Witness Walker commented that improperly structured IRP policies could conflict with competitive forces and may result in the subsidization of appliances or equipment that would not otherwise be competitive in an open market. He observed that many commentators advocating fuel substitution as a part of IRP appeared to be attempting to provide natural gas utilities with a competitive marketing advantage over electric utilities.

Witness Walker addressed VIGUA's proposals to implement revisions to the PGA and to develop capacity release procedures for LDCs. He characterized these proposals as beyond the scope of the present investigation. Mr. Walker acknowledged that it may be appropriate to explore these issues in future proceedings.

Mr. Walker also explained the Staff's review of gas utility acquisition practices. He stated that Staff reviewed gas utility capacity release programs through informal data requests in the context of PGA filings and in rate cases. He testified that upon request of an industrial customer, Staff would make data filed in response to these informal data requests available to requesting customers. Mr. Walker also stated that Staff would consider expanding the five-year forecast data to include information concerning LDCs' capacity release programs. He cautioned that because capacity release programs were relatively new, it was inappropriate to develop formalized filing requirements for such programs.

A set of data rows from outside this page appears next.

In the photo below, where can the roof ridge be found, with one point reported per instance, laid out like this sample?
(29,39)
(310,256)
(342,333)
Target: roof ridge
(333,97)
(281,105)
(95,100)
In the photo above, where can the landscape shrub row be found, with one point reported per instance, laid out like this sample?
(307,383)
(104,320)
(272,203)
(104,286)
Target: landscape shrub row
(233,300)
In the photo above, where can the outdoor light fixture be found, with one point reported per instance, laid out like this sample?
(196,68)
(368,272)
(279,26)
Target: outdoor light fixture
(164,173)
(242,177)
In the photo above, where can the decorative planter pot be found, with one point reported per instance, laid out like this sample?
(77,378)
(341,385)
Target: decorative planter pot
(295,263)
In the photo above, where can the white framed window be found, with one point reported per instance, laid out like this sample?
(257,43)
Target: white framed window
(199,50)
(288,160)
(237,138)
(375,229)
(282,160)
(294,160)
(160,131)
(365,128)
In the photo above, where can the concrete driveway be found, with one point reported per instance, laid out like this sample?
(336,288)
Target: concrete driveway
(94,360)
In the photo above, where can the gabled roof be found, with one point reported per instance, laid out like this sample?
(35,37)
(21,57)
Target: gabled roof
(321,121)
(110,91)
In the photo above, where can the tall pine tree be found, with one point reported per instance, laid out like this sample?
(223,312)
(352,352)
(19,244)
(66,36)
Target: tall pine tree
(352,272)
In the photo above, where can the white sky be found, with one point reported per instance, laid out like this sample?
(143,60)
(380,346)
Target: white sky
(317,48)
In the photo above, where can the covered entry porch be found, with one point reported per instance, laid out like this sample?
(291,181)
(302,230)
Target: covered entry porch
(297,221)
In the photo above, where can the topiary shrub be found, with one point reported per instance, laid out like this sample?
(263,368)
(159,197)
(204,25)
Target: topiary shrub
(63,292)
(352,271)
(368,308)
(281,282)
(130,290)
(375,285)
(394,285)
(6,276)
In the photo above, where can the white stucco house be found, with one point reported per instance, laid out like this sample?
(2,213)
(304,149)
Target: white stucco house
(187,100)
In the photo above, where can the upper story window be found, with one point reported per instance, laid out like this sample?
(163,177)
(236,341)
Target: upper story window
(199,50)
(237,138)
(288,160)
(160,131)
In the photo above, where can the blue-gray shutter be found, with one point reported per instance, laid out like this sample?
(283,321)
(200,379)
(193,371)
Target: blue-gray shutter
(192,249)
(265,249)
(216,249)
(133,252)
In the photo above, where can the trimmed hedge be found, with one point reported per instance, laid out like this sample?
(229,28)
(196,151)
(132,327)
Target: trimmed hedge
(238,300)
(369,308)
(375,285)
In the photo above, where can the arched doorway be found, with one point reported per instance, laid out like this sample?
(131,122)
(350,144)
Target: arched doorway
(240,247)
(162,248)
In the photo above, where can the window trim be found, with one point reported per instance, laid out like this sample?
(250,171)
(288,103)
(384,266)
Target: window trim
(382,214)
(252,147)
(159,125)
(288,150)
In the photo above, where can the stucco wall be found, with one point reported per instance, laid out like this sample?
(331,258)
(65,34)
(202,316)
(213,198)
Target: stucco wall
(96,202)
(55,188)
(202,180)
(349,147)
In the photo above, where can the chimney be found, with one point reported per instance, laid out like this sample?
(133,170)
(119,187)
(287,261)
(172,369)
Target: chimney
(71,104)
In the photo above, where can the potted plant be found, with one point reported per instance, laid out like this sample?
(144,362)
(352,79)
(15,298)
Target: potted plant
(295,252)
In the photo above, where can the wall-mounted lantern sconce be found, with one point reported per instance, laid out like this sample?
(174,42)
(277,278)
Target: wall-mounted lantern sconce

Staff witness Taylor testified about the accounting treatment to be accorded DSM programs. He concluded that it was unnecessary to adopt the standards set out in § 115 because existing ratemaking and accounting policies provide sufficient opportunity for gas utilities to recover their costs and investments in CLM programs. The Staff opposed cost recovery for such programs through an automatic adjustment mechanism because, in Staff's view, automatic recovery of such costs would remove them from the rigorous review to which they would be subjected in a rate proceeding. All Staff witnesses acknowledged that the traditional rate setting process provided little incentive for gas utilities to promote programs that conserved natural gas. They recommended that rate recovery for CLM programs be treated on a case-by-case basis. Witness Taylor concluded that the accounting conventions available for supply-side costs under Commission policies should also be available for demand-side costs.

Statutory Authority

Chapter 3 (§ 12.1-12 et seq.) of Title 12.1, Chapter 10 (§ 56-232 et seq.) and Chapter 10.1 (§ 56-265.1 et seq.) of Title 10.1 of the Code of Virginia and 15 USCA § 3202.

Historical Notes

Derived from Case No. PUE940030 §II, eff. October 14, 1994.